150 km/s = 31.6 AU/year, therefore missions to around 300 AU would be reasonable (10 year trip time). 1 MW reactor with radiators would mass ~ 20 tons. 300 AU probe would mass ~ 5 tons. Propellant load would be 25x20 = 500 tons. Propellant flow rate is .57 grams/sec or 49 kg/day. So thrust time is 28 years, which is a bit long. It would help if the reactor could be made lighter.

Comment Re:Slow Interstellar (Score 1) 272

> The hard part is getting up to speed, and slowing down at the destination.

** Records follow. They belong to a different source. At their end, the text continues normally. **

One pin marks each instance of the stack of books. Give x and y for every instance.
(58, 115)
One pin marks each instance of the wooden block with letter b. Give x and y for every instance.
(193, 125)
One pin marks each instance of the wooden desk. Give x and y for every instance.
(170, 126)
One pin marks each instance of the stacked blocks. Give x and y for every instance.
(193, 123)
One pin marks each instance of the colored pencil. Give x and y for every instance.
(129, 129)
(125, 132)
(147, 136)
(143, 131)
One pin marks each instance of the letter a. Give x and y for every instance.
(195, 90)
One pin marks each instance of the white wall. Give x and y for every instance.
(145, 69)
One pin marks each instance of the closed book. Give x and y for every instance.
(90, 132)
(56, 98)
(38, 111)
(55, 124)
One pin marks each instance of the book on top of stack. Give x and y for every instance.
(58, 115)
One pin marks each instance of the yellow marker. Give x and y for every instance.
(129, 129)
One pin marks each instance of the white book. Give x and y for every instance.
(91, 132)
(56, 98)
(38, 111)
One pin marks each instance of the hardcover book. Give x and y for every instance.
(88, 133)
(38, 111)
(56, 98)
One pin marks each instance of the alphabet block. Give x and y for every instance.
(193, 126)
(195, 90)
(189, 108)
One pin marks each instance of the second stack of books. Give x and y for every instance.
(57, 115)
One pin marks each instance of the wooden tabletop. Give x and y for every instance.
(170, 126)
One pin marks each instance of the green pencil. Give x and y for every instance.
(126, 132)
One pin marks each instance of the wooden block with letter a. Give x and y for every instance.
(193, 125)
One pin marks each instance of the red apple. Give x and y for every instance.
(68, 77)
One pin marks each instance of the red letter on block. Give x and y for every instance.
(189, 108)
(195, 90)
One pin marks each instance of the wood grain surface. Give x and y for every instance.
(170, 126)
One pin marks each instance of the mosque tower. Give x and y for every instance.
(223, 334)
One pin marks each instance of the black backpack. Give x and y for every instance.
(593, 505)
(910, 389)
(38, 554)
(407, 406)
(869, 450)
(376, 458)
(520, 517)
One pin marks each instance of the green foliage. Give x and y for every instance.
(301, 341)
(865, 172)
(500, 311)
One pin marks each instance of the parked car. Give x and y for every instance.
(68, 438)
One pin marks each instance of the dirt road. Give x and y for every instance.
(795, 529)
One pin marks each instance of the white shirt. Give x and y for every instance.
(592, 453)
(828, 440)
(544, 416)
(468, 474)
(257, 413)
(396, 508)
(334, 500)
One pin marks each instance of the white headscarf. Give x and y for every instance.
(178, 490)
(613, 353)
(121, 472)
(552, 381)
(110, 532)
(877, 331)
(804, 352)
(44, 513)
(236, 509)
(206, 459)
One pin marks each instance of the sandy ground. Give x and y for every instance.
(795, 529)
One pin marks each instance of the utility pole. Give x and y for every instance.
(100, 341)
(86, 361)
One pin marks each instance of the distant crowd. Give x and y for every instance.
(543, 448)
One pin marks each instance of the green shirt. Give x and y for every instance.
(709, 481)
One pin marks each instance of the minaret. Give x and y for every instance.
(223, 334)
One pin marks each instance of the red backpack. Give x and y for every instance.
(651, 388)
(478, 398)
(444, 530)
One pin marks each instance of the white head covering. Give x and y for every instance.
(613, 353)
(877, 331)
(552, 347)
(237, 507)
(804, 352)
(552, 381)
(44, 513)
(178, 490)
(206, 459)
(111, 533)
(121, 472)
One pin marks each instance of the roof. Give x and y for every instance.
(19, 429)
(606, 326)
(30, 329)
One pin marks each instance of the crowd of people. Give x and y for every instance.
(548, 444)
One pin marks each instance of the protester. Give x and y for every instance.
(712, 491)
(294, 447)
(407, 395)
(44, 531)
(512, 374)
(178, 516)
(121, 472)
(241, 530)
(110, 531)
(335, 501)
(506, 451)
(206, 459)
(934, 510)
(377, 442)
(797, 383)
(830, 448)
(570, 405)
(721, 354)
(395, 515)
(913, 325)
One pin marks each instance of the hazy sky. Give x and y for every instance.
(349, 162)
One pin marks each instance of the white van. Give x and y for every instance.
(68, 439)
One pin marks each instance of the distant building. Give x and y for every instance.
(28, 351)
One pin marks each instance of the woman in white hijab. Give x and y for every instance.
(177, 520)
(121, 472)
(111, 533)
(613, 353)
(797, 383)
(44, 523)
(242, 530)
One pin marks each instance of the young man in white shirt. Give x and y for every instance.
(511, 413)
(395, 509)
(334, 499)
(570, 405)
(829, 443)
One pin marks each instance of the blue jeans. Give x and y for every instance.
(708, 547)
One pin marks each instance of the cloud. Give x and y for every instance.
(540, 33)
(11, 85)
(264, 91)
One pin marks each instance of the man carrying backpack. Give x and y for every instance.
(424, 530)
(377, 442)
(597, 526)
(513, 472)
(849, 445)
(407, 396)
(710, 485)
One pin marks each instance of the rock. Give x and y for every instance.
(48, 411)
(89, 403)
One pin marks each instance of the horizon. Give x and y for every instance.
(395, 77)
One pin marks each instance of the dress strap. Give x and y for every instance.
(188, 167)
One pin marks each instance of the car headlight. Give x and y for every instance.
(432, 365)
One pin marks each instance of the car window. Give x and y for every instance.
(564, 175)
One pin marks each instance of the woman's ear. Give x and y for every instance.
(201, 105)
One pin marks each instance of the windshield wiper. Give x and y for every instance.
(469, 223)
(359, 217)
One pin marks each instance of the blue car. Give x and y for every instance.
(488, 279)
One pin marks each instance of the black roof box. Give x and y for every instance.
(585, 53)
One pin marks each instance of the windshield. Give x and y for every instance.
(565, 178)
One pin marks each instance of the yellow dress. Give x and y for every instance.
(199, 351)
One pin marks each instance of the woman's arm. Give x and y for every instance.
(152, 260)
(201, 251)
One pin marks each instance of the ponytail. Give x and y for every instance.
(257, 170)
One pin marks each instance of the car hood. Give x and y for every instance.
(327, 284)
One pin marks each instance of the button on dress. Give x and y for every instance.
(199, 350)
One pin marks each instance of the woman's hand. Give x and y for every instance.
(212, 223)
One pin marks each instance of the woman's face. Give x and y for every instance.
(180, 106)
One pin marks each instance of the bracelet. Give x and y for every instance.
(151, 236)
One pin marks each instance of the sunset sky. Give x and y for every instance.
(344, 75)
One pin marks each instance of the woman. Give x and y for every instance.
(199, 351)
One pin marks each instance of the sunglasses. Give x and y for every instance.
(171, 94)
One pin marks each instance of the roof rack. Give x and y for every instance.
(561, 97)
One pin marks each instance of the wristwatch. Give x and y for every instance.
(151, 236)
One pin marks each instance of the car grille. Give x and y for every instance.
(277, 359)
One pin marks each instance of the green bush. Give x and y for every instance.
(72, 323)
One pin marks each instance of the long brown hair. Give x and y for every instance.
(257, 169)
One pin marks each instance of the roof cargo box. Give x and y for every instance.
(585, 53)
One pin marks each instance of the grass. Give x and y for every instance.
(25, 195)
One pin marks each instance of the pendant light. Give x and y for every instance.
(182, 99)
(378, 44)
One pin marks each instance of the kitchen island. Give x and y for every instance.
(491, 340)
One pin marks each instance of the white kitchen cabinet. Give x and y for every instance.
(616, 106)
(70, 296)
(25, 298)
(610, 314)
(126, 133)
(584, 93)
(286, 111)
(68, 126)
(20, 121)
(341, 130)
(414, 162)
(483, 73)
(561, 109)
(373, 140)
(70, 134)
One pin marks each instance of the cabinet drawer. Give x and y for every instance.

The diffusion method I call "slow interstellar" doesn't require that. If you already live in the Sun's Oort Cloud, and another star gets close enough that the Oort Clouds overlap, you only have to match velocity, which is on the order of 50 km/s. After that you drift along with the other star, spreading to fill their environment, until another close stellar encounter happens. This method requires more patience than humans possess, though.